Ein ande­res Bei­spiel: Wur­den vor Jah­ren, als z. B. Face­book aktiv wur­de, die Aus­wir­kun­gen der­ar­ti­ger »sozia­ler« Medi­en kri­tisch betrach­tet – auch auf die Mög­lich­kei­ten hin, dass jun­ge Men­schen süch­tig wer­den kön­nen, dass Hass-Kom­men­ta­re dort auf­tau­chen, dass es kri­mi­nell miss­braucht wer­den könn­te? In mei­ner Erin­ne­rung gab es nur den all­ge­mei­nen Jubel, weil wie­der etwas Neu­es auf­ge­kom­men war. Heu­te wird hier­zu­lan­de laut nach­ge­dacht, ob man dies alters­mä­ßig (für jun­ge Men­schen) limi­tiert oder ein­schränkt – zu groß sind die beob­ach­te­ten Negativ-Auswirkungen.

Das hier­für erfor­der­li­che ana­ly­ti­sche Den­ken scheint bei höhe­ren Amts­trä­gern ver­schüt­tet – das müs­sen sie sich von Herrn Gens, Bür­ger­mei­ster auf Hid­den­see, erst wie­der zei­gen las­sen … Oder wird es schlicht und ein­fach dem Anpas­sen an offi­zi­el­le Mei­nun­gen geop­fert?
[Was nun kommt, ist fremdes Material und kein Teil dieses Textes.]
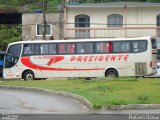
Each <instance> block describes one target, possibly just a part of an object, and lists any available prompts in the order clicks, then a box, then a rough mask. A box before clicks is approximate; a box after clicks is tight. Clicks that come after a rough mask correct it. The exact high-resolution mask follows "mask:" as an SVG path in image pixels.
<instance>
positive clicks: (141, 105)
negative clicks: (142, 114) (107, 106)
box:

Ist das Mit­ma­chen im Main­stream wich­ti­ger als die Ana­ly­se gesell­schaft­li­cher Phä­no­me­ne? Zumin­dest bei dem enor­men Kre­dit wäre – zwi­schen Ankün­di­gung und Beschluss­fas­sung im Bun­des­tag – Zeit gewe­sen, eine pro­gres­si­ve Posi­ti­on zu den gesell­schaft­li­chen Fol­gen zu bezie­hen. Die Frak­ti­ons­spit­ze von B90/​Grünen hat die­se Zeit genutzt – um einen dicken Mil­lio­nen­be­trag (es hieß, für den Umwelt­schutz) aus­zu­han­deln. Das wur­de ja schon oft vor­ex­er­ziert – Par­tei-Inter­es­sen sind wich­ti­ger als stra­te­gisch fun­dier­te Entscheidungen.

Dies trifft jedoch bei außer­par­la­men­ta­ri­schen Orga­ni­sa­tio­nen nicht zu. Woher kommt also die­se Art »stra­te­gi­sche Blind­heit«? Kann es sein, dass sich dabei drei Ten­den­zen zu einer Syn­er­gie ver­bin­den: die Par­tei­bü­cher hoch­ge­stell­ter Amts­trä­ger, der Man­gel an ana­ly­ti­schen Fähig­kei­ten sowie die Hem­mun­gen, sich gegen den Regie­rungs-Strom zu stel­len? Damit kann man zwar einen »Posten ver­wal­ten«, wird aber nichts bewe­gen. Doch genau das zeigt die Geschich­te: Ände­run­gen kom­men nur durch bzw. gegen Wider­stand zustande.